Mr+Z · Slashdot Mirror

Re:You're thinking too literally on What's the Worst Acronym You've Ever Heard? · 2002-03-02 14:34 · Score: 1

Must be my cold. Usually I would've gotten a joke like that. :-) Thanks.

--Joe

I'll bite. on What's the Worst Acronym You've Ever Heard? · 2002-03-02 11:24 · Score: 1

I don't get it. What is the significance of K9P?

--Joe

Re:kids today play too many video games... on 40th Anniversary of Video Games · 2002-02-28 07:39 · Score: 2, Funny

Ok, so one time me and my friend spent so much time playing tetris (the cool 2 at a time, race mode thingy on the ol' nintendo) day.

Wow, you must've had the Tengen version (for NES), not Nintendo's version. I envy you.

--Joe

Re:Why delay the hybrid? on It's (Almost) Hammer Time · 2002-02-26 10:56 · Score: 1

Depends on the ABI. If your ABI keeps sizeof(long) == sizeof(int) and sizeof(int) == 4, then you're ok. (This presumes you'll rely on long long for 64-bit integer objects.) What'll break for that model are apps that assume sizeof(long) >= sizeof(void *).

The most likely model will probably make long 64 bits and keep int at 32. Anyone read up on the ABI for x86-64?

--Joe

Re:Will this hammer... on It's (Almost) Hammer Time · 2002-02-26 10:45 · Score: 1

Not like Intel is that much better. Heck, according to the designers here, Itanium apparently burns 35 Watts in its clock tree alone!

--Joe

Freudian Slip on HTTP's Days Numbered · 2002-02-26 07:42 · Score: 1

Again, with emphasis on the inadvertant Freudian slip:

"Microsoft has some ideas (on how to break the independence on HTTP), IBM has some ideas, and others have ideas. We'll see," he said. But, he added, "if one vendor does it on their own, it will simply not be worth the trouble."
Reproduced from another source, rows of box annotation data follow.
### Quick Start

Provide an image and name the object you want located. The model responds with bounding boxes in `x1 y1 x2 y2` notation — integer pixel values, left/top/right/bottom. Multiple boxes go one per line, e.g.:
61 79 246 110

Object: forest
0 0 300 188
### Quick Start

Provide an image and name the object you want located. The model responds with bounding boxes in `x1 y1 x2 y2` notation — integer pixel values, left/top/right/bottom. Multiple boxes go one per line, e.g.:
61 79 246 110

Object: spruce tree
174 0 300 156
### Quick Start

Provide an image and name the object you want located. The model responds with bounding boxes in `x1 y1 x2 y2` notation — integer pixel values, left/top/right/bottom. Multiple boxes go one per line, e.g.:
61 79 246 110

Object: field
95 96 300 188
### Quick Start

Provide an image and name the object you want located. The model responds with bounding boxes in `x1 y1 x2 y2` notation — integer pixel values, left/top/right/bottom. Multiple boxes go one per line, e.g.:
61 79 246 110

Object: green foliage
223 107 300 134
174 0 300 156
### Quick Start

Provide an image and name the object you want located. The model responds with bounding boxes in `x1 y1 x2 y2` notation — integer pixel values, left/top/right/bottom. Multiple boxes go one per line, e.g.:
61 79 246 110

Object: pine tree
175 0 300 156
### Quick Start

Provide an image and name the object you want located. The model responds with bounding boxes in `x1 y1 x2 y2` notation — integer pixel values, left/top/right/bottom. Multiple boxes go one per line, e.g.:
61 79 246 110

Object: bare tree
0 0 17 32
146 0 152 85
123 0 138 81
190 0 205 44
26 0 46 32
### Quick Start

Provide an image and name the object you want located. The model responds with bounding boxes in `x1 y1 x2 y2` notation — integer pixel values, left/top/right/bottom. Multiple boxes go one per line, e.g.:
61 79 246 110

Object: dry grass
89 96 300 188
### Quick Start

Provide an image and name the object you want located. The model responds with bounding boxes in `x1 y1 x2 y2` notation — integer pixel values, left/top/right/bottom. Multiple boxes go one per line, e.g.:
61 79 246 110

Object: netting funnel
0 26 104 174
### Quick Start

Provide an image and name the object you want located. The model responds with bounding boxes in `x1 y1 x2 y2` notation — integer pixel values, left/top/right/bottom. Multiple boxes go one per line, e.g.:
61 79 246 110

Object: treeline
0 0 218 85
I'm sure they meant "break the dependence on HTTP" (which, for applications that don't fit HTTP's model but are using it anyway, that's a good thing). But saying "Microsoft has some ideas on how to break independence" is just beautiful. :-)

--Joe

Re:Do what? on NOA to Sue for Flash Advance Linkers · 2002-02-26 06:26 · Score: 1

Thanks. I was wondering about that myself, and the EFF's FAQ actually cleared things up.

--Joe

Re:Self-documenting code, etc. on Computing Pet Peeves? · 2002-02-26 06:22 · Score: 1

In this case, it was being used as the starting term in a polynomial evaluation for Chien Search. I just looked at the code, and the constant is not quite 1, but rather 0x01010101 (because the code is SIMD-optimized, and is doing the same computation in parallel on four different bytes in one word).

In this context, I would've named the constant something like "ones", or "one", or maybe even k01010101, rather than a five-syllable name. (Rarely do you need the word 'constant' in a variable name, and 'one' and 'unity' are usually synonyms.) In fact, many of the variables in that file could've been given more terse, yet more descriptive names. I'm firmly convinced it's an art.

Of course, I suppose you could go the other way and have all 2 thru 4 letter variable names, as I did in the IDCT (same page as above). Of course, in that case, I was mostly using the names that Chen used in his paper on the IDCT. (I implemented Chen's decomposition of the 8-pt IDCT.) For other things, though, I have no qualms calling a rounding term rnd or an input pointer i_ptr. Calling it inputPointer is a waste of my 80 columns.

--Joe

Re:it's a cool method on Factoring Breakthrough? · 2002-02-26 05:59 · Score: 2, Informative

Or more correctly, the new algorithm operates in the cube-root of the time of the original. (I'm pretty sure factoring is still an exponential search problem. Would someone who knows this algo better than I comment?)

At any rate, it's not quite as impressive as if an exponential search had been made polynomial. Rather, the exponent in the exponential search's runtime has been divided by 3. (Still a very big deal.)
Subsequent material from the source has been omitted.